Başarı Güdümlü İnsan
işinde başarılı olmak için dua işyerinde başarılı olmak için dua girişimciliği ve üstün gayretleri sonucu olmuş örnek kişiler üstün gayretleri sonucu olmuş kişiler girişimciliği ve
Başarının Ardındaki İnsan
İş yaşamının yükselen beklentilerini karşılayabilmek için, bir yandan başarı yönelimi yüksek bireyleri işyerine çekmek, diğer yandan onlara kendilerini gerçekleştirecek ortamı hazırlamak, yarının yöneticilerinin görevlerinin başında gelecektir.
İş, insanı tatmin etmeye yetmez. Enerjimi işe vermeyi aklımdan bile geçirmem. Kendimi işten soyutladım; yalnızca bir gelir kaynağı olarak bakıyorum. Büromu çiçeklerle donattım; evden radyomu, seramik ayaklı lambamı getirdim. Koca binada sırtı kapıya, yüzü pencereye dönük oturan tek kişi benim. Olan biten her şeye arkamı döndüm. Zamanımı karneyle dağıtıyorum artık; günde iki saatimi şirkete ayırıp geri kalan zamanda kendi işime bakıyorum.”
28 yaşında, büyük bir yayınevinde yazar olarak çalışan Nora Watson, işiyle ilişkisini böyle anlatıyor.
Gerçekten de bazı insanlar yaptıkları işi bir “angarya” ya da bir “zorunluluk” olarak görürken, bazıları da hayat amaçlarını gerçekleştirebilecekleri bir alan, kendilerini geliştirip ifade edebilecekleri bir ortam olarak algılamaktadırlar. Bu farkın çeşitli nedenleri olabilir, ancak en temel fark, insanların bir ölçüde doğuştan getirdikleri, bir ölçüde de ilk yetişme yıllarında kazandıkları yapısal özelliklerinden beslenen bakış açılarıdır. Bu bakış açısı kişinin ihtiyaçlarını, motivasyonunu, değerlerini ve yönelimlerini büyük ölçüde biçimlendirir.

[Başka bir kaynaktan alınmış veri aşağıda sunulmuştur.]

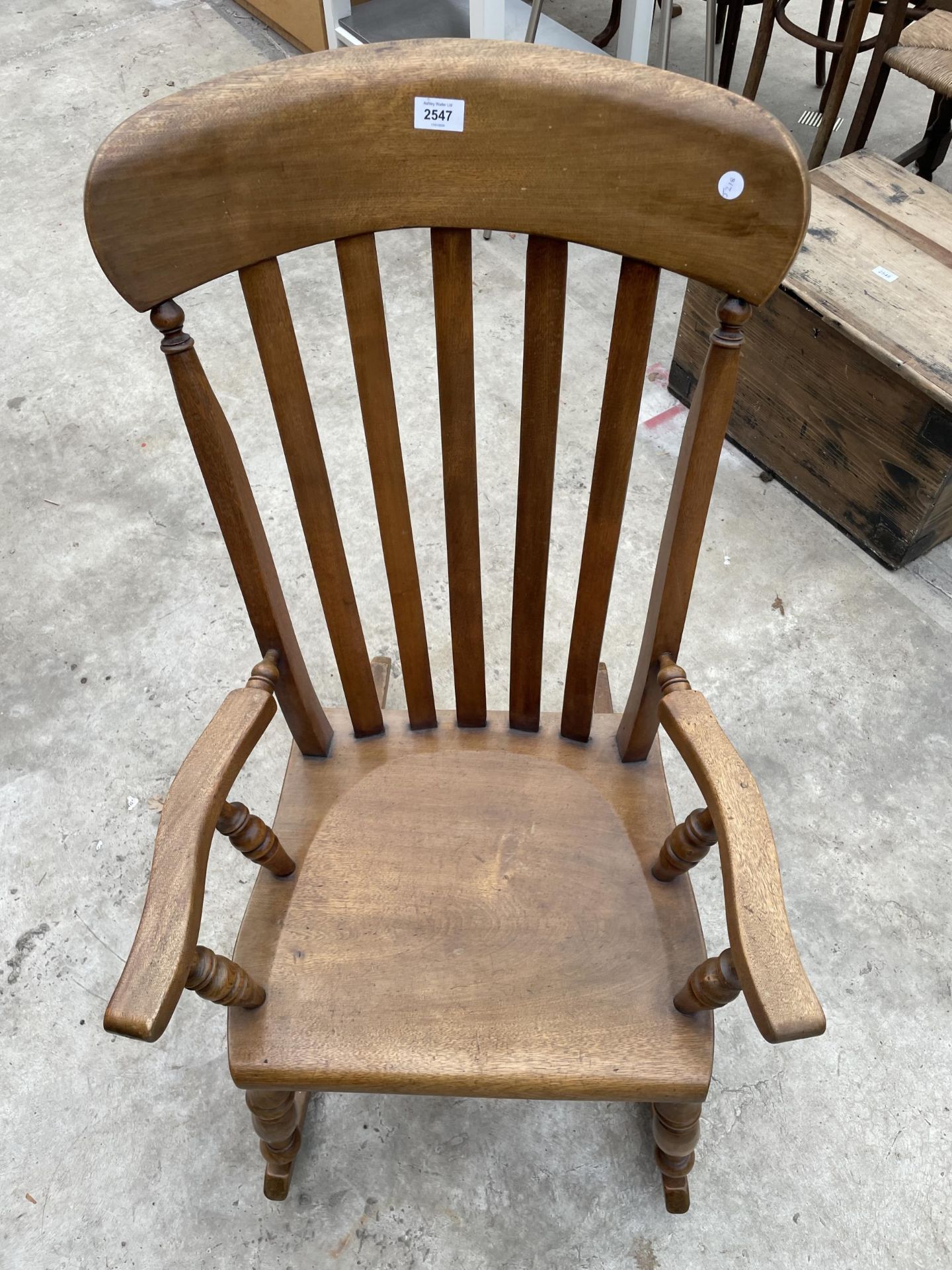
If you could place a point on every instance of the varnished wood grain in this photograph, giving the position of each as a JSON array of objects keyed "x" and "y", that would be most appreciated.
[
  {"x": 254, "y": 839},
  {"x": 219, "y": 980},
  {"x": 627, "y": 357},
  {"x": 713, "y": 984},
  {"x": 452, "y": 295},
  {"x": 677, "y": 1128},
  {"x": 557, "y": 144},
  {"x": 776, "y": 988},
  {"x": 683, "y": 527},
  {"x": 241, "y": 527},
  {"x": 364, "y": 302},
  {"x": 686, "y": 846},
  {"x": 277, "y": 1117},
  {"x": 496, "y": 933},
  {"x": 281, "y": 360},
  {"x": 161, "y": 954},
  {"x": 546, "y": 265}
]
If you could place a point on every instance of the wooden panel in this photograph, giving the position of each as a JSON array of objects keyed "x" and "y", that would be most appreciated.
[
  {"x": 244, "y": 535},
  {"x": 546, "y": 263},
  {"x": 300, "y": 22},
  {"x": 820, "y": 412},
  {"x": 452, "y": 295},
  {"x": 555, "y": 143},
  {"x": 683, "y": 527},
  {"x": 905, "y": 323},
  {"x": 627, "y": 357},
  {"x": 364, "y": 300},
  {"x": 496, "y": 934},
  {"x": 281, "y": 360}
]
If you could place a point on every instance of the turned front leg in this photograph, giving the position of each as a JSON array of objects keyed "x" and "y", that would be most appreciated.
[
  {"x": 277, "y": 1117},
  {"x": 677, "y": 1128}
]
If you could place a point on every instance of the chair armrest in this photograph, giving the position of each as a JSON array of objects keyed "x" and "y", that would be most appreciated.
[
  {"x": 167, "y": 939},
  {"x": 772, "y": 978}
]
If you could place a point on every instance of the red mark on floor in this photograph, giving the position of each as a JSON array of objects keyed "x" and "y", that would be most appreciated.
[{"x": 658, "y": 419}]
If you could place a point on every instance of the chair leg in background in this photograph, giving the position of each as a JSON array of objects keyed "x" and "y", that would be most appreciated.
[
  {"x": 731, "y": 32},
  {"x": 762, "y": 46},
  {"x": 834, "y": 58},
  {"x": 604, "y": 37},
  {"x": 933, "y": 148},
  {"x": 823, "y": 30}
]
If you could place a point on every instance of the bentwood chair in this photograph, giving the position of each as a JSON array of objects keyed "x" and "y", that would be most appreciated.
[{"x": 461, "y": 902}]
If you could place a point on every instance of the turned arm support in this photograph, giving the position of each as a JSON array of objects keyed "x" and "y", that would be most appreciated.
[
  {"x": 165, "y": 955},
  {"x": 762, "y": 949}
]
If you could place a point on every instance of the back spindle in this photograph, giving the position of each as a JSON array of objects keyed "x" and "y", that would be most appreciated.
[
  {"x": 366, "y": 320},
  {"x": 683, "y": 527},
  {"x": 241, "y": 527},
  {"x": 291, "y": 400},
  {"x": 546, "y": 266},
  {"x": 452, "y": 296},
  {"x": 625, "y": 376}
]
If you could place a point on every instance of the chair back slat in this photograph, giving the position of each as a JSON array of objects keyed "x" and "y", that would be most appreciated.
[
  {"x": 625, "y": 159},
  {"x": 683, "y": 527},
  {"x": 243, "y": 531},
  {"x": 452, "y": 296},
  {"x": 627, "y": 359},
  {"x": 546, "y": 266},
  {"x": 285, "y": 375},
  {"x": 364, "y": 302}
]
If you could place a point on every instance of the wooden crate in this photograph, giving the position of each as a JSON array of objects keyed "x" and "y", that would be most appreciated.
[{"x": 846, "y": 380}]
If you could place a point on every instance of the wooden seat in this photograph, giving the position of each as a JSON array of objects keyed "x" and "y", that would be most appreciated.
[
  {"x": 461, "y": 902},
  {"x": 474, "y": 913}
]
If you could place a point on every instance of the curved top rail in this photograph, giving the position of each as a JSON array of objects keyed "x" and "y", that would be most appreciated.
[{"x": 560, "y": 144}]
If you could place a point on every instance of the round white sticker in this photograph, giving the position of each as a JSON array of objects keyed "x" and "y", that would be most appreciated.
[{"x": 730, "y": 186}]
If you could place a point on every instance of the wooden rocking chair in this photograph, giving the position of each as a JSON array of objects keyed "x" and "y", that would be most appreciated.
[{"x": 461, "y": 902}]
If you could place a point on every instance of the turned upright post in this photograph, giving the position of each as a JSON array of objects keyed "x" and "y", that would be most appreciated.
[{"x": 222, "y": 981}]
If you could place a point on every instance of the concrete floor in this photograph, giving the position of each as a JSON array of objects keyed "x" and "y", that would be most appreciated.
[{"x": 124, "y": 628}]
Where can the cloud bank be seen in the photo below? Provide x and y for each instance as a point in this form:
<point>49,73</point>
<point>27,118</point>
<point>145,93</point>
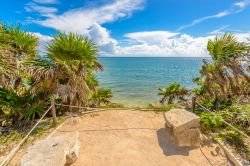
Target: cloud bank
<point>88,21</point>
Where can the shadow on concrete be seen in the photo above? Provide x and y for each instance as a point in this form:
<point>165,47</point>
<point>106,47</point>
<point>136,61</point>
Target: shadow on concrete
<point>168,146</point>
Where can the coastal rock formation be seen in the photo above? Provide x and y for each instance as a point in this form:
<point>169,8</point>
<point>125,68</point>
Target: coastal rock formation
<point>184,127</point>
<point>60,150</point>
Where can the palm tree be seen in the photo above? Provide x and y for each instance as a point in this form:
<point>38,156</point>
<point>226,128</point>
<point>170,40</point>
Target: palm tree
<point>70,61</point>
<point>225,75</point>
<point>174,91</point>
<point>101,96</point>
<point>15,46</point>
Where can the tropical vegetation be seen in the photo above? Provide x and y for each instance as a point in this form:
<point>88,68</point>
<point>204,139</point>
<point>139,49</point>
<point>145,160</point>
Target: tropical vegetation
<point>223,87</point>
<point>174,92</point>
<point>30,82</point>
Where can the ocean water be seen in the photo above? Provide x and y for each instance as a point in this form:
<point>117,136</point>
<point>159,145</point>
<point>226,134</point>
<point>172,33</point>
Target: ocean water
<point>135,81</point>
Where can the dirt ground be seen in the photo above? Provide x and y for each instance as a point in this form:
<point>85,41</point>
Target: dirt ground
<point>134,138</point>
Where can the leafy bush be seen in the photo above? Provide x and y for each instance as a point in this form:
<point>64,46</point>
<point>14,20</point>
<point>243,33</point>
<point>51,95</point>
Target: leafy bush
<point>163,108</point>
<point>112,105</point>
<point>34,111</point>
<point>236,140</point>
<point>210,122</point>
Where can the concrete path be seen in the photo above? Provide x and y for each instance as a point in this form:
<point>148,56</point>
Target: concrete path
<point>134,138</point>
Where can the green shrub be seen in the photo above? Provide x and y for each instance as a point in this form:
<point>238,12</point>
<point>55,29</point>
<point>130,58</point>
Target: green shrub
<point>236,140</point>
<point>34,111</point>
<point>163,108</point>
<point>112,105</point>
<point>210,122</point>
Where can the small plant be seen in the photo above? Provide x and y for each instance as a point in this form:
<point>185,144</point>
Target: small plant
<point>163,108</point>
<point>34,111</point>
<point>236,140</point>
<point>101,96</point>
<point>173,92</point>
<point>210,122</point>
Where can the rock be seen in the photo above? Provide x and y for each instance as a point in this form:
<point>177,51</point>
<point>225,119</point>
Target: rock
<point>54,151</point>
<point>184,127</point>
<point>2,158</point>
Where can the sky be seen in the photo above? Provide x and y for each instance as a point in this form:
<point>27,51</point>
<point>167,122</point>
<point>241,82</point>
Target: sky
<point>133,28</point>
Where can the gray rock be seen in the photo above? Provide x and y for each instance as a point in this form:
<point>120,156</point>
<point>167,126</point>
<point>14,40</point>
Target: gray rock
<point>184,127</point>
<point>54,151</point>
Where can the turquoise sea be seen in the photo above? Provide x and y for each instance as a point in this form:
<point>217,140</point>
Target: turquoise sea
<point>135,81</point>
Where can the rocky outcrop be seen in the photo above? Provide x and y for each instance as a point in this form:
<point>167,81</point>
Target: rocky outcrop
<point>54,151</point>
<point>184,127</point>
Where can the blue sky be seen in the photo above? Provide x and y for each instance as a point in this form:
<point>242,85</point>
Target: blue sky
<point>134,27</point>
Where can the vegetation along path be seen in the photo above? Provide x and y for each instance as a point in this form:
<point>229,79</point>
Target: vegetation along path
<point>125,137</point>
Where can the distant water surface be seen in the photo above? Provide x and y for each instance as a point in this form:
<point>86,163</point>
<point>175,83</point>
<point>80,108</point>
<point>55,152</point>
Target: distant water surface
<point>135,81</point>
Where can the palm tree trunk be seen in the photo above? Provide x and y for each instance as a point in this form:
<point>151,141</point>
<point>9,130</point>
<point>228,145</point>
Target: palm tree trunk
<point>53,112</point>
<point>238,71</point>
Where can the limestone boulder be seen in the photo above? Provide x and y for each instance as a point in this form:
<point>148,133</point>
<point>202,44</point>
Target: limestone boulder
<point>54,151</point>
<point>184,127</point>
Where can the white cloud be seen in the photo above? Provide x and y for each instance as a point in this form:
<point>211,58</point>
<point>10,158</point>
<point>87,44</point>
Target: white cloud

“Taş ustalığının tarihi taa eski Mısırlılara kadar uzanır. Taştan duvar örmek harika bir iştir. Hiç de yorucu değildir. Zaten yapmaktan zevk aldığınız hiçbir şey yorucu değildir. Yaptığın işe kendini kaptırırsın, sanki zaman durur. Bitsin de gideyim diye düşünmezsin bile. Taş benim hayatımdır. Bazen taşla ilgili hayaller kurarım. Aklıma bir şey takıldı mı gece uyanır, hesaplar, çizimler yaparım.”Bu sözler de, ilk gençliğinden beri taş ustalığı yapan 57 yaşındaki Carl Murray Bates’e ait. Yazının başında yer alan Nora’nın yaklaşımına taban tabana zıt bir bakış açısı sergiliyor.

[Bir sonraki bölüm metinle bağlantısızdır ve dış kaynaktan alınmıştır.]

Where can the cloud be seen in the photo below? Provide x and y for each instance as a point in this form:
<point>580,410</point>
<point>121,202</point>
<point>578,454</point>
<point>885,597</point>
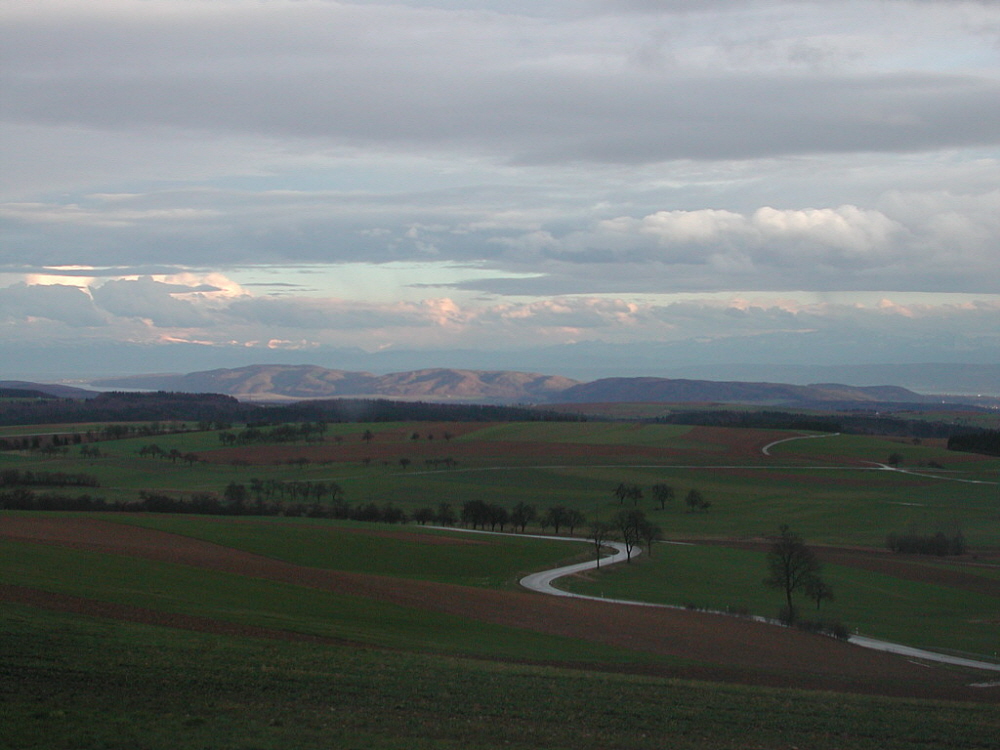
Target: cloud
<point>329,315</point>
<point>56,302</point>
<point>149,300</point>
<point>403,77</point>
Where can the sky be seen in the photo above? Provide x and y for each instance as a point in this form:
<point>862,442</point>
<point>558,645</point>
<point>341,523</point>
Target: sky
<point>505,180</point>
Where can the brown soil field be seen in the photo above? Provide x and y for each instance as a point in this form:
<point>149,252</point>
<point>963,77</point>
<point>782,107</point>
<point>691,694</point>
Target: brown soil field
<point>909,567</point>
<point>721,445</point>
<point>722,648</point>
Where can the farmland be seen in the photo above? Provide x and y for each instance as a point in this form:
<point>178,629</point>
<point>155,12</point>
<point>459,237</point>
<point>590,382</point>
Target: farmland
<point>336,631</point>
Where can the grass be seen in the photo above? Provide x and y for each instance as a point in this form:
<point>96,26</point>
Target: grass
<point>227,597</point>
<point>915,613</point>
<point>828,504</point>
<point>403,552</point>
<point>81,683</point>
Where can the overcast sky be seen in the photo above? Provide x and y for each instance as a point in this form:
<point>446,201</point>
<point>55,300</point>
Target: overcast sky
<point>303,175</point>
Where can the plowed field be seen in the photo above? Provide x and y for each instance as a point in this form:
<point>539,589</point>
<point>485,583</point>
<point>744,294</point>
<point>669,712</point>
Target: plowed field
<point>725,648</point>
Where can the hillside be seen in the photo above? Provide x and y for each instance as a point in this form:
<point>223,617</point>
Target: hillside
<point>665,390</point>
<point>260,382</point>
<point>310,382</point>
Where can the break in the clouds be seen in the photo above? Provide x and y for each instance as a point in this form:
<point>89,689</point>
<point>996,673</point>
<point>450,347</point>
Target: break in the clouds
<point>499,174</point>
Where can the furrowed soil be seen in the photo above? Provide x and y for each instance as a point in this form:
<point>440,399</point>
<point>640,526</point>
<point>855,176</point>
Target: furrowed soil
<point>727,649</point>
<point>712,443</point>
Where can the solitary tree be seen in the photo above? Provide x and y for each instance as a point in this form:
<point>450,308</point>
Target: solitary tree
<point>555,516</point>
<point>628,524</point>
<point>791,566</point>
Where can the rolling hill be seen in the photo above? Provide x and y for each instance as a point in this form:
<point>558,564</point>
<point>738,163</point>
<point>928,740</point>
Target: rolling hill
<point>261,382</point>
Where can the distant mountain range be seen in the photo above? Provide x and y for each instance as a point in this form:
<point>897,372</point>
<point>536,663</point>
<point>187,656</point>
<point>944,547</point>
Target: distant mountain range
<point>260,382</point>
<point>285,382</point>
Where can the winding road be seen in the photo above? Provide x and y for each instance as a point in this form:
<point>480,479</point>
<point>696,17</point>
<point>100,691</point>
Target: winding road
<point>542,583</point>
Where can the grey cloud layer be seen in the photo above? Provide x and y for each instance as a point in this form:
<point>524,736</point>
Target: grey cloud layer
<point>409,78</point>
<point>599,147</point>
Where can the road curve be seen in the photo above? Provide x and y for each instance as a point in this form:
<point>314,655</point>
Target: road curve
<point>542,583</point>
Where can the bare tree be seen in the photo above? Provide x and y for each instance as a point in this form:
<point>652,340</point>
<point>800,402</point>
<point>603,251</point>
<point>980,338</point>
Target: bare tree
<point>791,566</point>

Bu örnekler bile bize çalışma davranışını anlayabilmek için insanların ihtiyaçlarını ve güdülerini tanımanın önemini göstermeye yetiyor. Kişinin özel yaşamında ya da işyerinde yaptığı işten zevk alması, işine dört elle sarılması ve başarılı olmak için çaba göstermesi, herkes gibi bilim adamlarının da ilgisini çekmiştir.

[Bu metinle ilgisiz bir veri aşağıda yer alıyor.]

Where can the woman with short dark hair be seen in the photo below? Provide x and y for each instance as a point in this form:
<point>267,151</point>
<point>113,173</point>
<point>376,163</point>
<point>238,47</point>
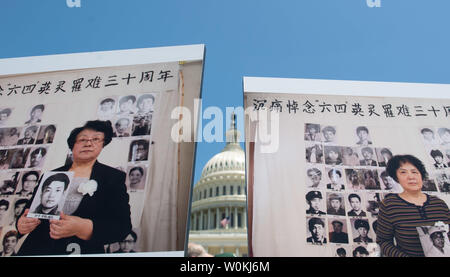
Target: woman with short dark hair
<point>401,213</point>
<point>89,220</point>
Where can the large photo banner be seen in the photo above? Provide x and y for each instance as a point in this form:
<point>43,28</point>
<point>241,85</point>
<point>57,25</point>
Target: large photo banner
<point>137,192</point>
<point>317,191</point>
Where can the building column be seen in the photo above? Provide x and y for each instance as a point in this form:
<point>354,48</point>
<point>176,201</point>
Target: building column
<point>235,218</point>
<point>217,218</point>
<point>201,220</point>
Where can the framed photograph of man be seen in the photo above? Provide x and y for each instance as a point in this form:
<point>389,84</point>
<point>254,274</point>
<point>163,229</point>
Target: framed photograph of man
<point>350,156</point>
<point>139,150</point>
<point>361,230</point>
<point>363,136</point>
<point>354,179</point>
<point>18,157</point>
<point>127,106</point>
<point>145,104</point>
<point>434,239</point>
<point>314,152</point>
<point>355,204</point>
<point>312,132</point>
<point>315,203</point>
<point>338,231</point>
<point>107,108</point>
<point>334,178</point>
<point>46,134</point>
<point>371,181</point>
<point>136,177</point>
<point>50,195</point>
<point>335,204</point>
<point>37,156</point>
<point>315,178</point>
<point>329,134</point>
<point>367,156</point>
<point>333,155</point>
<point>341,251</point>
<point>142,125</point>
<point>5,114</point>
<point>10,136</point>
<point>8,182</point>
<point>383,156</point>
<point>443,181</point>
<point>36,113</point>
<point>28,180</point>
<point>316,230</point>
<point>28,135</point>
<point>122,126</point>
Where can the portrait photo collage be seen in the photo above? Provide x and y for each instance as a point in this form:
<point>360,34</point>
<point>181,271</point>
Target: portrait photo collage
<point>131,117</point>
<point>23,152</point>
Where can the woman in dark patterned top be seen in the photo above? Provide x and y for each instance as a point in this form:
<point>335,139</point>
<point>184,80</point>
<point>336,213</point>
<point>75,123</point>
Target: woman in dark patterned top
<point>401,214</point>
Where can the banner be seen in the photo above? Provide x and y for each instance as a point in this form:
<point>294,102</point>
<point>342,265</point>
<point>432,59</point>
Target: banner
<point>318,192</point>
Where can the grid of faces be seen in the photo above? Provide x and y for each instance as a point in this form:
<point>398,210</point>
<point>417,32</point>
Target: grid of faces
<point>344,187</point>
<point>23,152</point>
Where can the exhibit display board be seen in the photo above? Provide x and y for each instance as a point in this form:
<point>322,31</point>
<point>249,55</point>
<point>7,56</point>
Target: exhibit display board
<point>42,99</point>
<point>316,159</point>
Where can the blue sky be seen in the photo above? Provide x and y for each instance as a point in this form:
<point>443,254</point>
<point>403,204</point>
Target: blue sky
<point>403,41</point>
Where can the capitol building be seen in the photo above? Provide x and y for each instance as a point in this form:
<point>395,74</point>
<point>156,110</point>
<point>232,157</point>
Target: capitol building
<point>219,210</point>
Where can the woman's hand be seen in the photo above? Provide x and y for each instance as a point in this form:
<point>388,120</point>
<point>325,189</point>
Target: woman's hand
<point>25,224</point>
<point>68,226</point>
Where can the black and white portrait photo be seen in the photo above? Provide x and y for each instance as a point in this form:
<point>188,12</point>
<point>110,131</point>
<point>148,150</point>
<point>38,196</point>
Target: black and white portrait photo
<point>355,179</point>
<point>142,125</point>
<point>9,136</point>
<point>5,114</point>
<point>46,134</point>
<point>37,157</point>
<point>316,230</point>
<point>312,132</point>
<point>383,156</point>
<point>27,182</point>
<point>350,156</point>
<point>329,134</point>
<point>335,204</point>
<point>363,136</point>
<point>335,179</point>
<point>145,104</point>
<point>337,231</point>
<point>355,204</point>
<point>360,229</point>
<point>8,182</point>
<point>139,150</point>
<point>36,114</point>
<point>316,205</point>
<point>136,177</point>
<point>29,135</point>
<point>106,108</point>
<point>434,240</point>
<point>50,196</point>
<point>314,177</point>
<point>367,157</point>
<point>314,152</point>
<point>333,155</point>
<point>127,105</point>
<point>122,127</point>
<point>18,157</point>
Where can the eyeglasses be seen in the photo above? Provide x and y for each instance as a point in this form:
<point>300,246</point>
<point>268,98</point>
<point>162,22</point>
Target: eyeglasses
<point>92,140</point>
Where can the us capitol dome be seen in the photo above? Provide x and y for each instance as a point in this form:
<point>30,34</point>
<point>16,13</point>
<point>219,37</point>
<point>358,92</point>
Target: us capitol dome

22 yıldır bir otelin lobisinde, haftanın altı günü, akşam üzeri saat 5.30’tan sabah 5’e kadar piyano çalan Hot Michaels’ın işini böylesine bir bağlılıkla sürdürmesinin altında yatan nedir? “Yaptığım işin bitmesini hiç istemiyorum. Emeklilik günüm geldiğinde bundan nefret edeceğim. Çünkü bu hareketliliği seviyorum. Bir gün bir yerlerden dört milyon dolar miras kalsa, yine piyano çalmaya devam ederdim; burada ya da başka bir yerde. Nedenini anlatmak zor. Şu insan selinin giriş çıkışından zevk alıyorum.”
Başarının Kimyası
Başarılı kişiler her zaman insanların ilgisini çekmiştir. Tarih boyunca sivrilmiş bireylerin başarılarının ardındaki “esrar”ı aydınlatmak, “başarı reçeteleri”ni çözmek için, kimi kez kendi ağızlarından, kimi kez tarafsız bir gözlemci tarafından oluşturulan öyküler, kitaplara, söyleşilere, hatta film senaryolarına, tiyatro oyunlarına konu olmuştur. 1950’li yıllardan sonra da bilim adamları başarının bileşenlerini incelemeye girişmişlerdir. Bu konunun öncüsü olan Harvard’lı ünlü psikolog McClelland başarılı kişilerle daha az başarılı olanları karşılaştırarak, “başarı”yı belirleyen özellikleri bulmaya çalışmıştır. McClelland’ın uzun yıllar sürdürdüğü çalışmalar sonucunda, başarılı kişileri diğerlerinden ayırt eden başlıca yetkinliğin temelinde bir motivasyonun, daha açık söylemek gerekirse başarı motivasyonunun olduğu görülmüştür.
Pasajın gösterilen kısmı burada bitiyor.